GIROIR: So, we don't believe those estimates are really accurate, nor are they reasonable in our society. What we're talking about, the 2% number, let's just put that in context. 2% per month is almost double the per capita rate that South Korea has achieved over the last four months accumulated. This is a massive amount of tests and in many states we are going to be doing 4%, 6%, 8% according to the state guidelines. We know for a fact that we can supply those states with the full supply chain, the swabs, the media, the testing capability to achieve those goals and, remember, particularly in the summer it's not just about tests, because we can look at syndromes, there is no influenza circulating in the Summer so when someone comes in with an influenza like-illness, through the ILA network that is nationwide, we'll have a good idea that person is likely COVID infected and can serve to that area so tests are absolutely important. They're critical. They will be expanded dramatically as we reopen but it's not the only tool we have in the toolbox.

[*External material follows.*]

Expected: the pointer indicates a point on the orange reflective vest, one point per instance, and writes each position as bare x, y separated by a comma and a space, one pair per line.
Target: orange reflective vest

STEPHANOPOULOS: I know you're also working to dramatically expand the antibody test. Are you satisfied now with the quality of the tests that are going to be out in the states?

GIROIR: So, as we've stated many times, particularly the point of care antibody test could be fraught with inaccuracies. And that is why the National Cancer Institute along with the FDA and CDC are really running the full panels of these tests against what we believe is a gold standard. You'll be seeing some of those results really soon. Many tests are just not up to par and some seem to be performing very, very well and that's very, very important and it actually took a whole appendix in the blueprint we talked about yesterday about why having a very highly specific test particularly for an antibody to talk about immunity is really critically important so you'll be seeing those results very soon.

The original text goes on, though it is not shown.